Drilling an ultra-precise hole can be tough. Material behavior, surface irregularities, and drill point geometry can all be factors leading to inaccurate holes. A Spot Drill, if used properly, will eliminate the chance of drill walking and will help to ensure a more accurate final product.
Choosing a Spot Drill
Ideally, the center of a carbide drill should always be the first point to contact your part. Therefore, a spotting drill should have a slightly larger point angle than that of your drill. If a spotting drill with a smaller point angle than your drill is used, your drill may be damaged due to shock loading when the outer portion of its cutting surface contacts the workpiece before the center. Using a spot drill angle equal to the drill angle is also an acceptable situation. Figure 1 illustrates the desired effect. On the left, a drill is entering a previously drilled spot with a slightly larger angle than its point.

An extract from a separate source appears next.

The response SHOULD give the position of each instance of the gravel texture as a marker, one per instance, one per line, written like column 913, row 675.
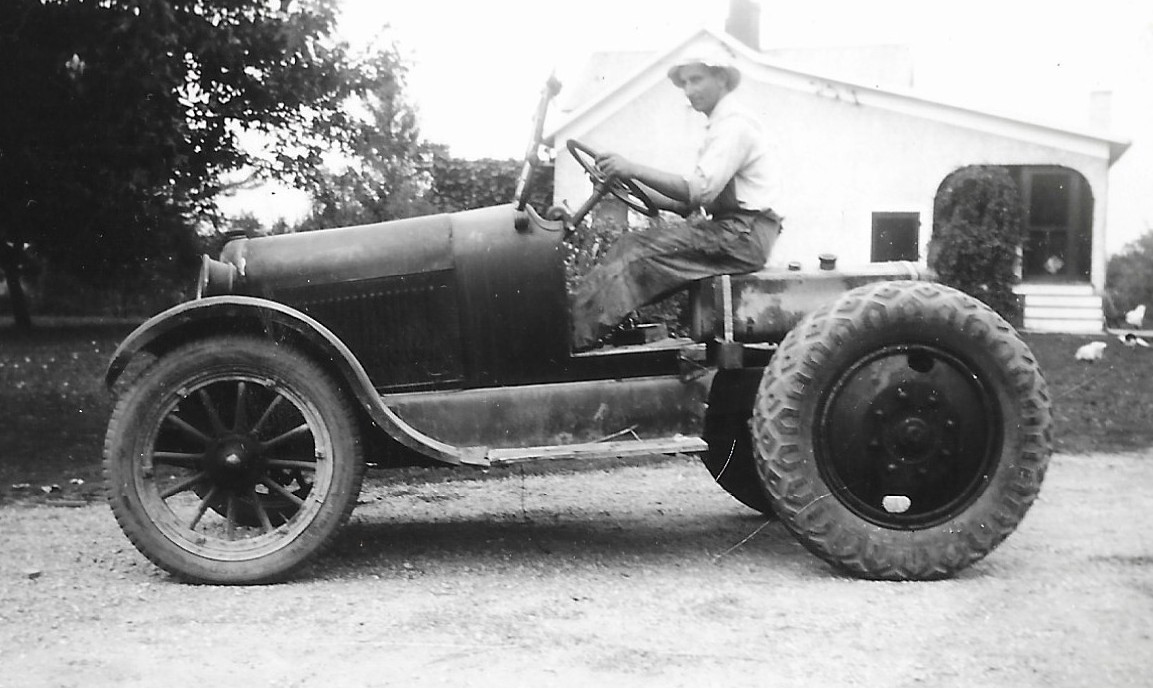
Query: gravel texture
column 643, row 575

On the right, a drill is approaching a spot with an angle that is far too small for its point.
Marking Your Spot
A Spotting Drill’s purpose is to create a small divot to correctly locate the center of a drill when initiating a plunge. However, some machinists choose to use Spotting Drills for a different reason – using it to chamfer the top of drilled holes. By leaving a chamfer, screw heads sit flush with the part once inserted.
What Happens if I Use a Spot Drill with an Improper Angle?
Using a larger angle spot drill will allow the drill to find the correct location by guiding the tip of the drill to the center. If the outer diameter of a carbide drill were to contact the workpiece first, the tool could chip. This would damage the workpiece and result in a defective tool. If the two flutes of the drill were slightly different from one another, one could come into contact before the other. This could lead to an inaccurate hole, and even counteract the purpose of spot drilling in the first place.
When Won’t a Spot Drill Work for My Application?
When drilling into an extremely irregular surface, such as the side of a cylinder or an inclined plane, a spot drill may not be sufficient to keep holes in the correct position. For these applications, flat bottom drills or Flat Bottom Counterbores may be needed to creating accurate features.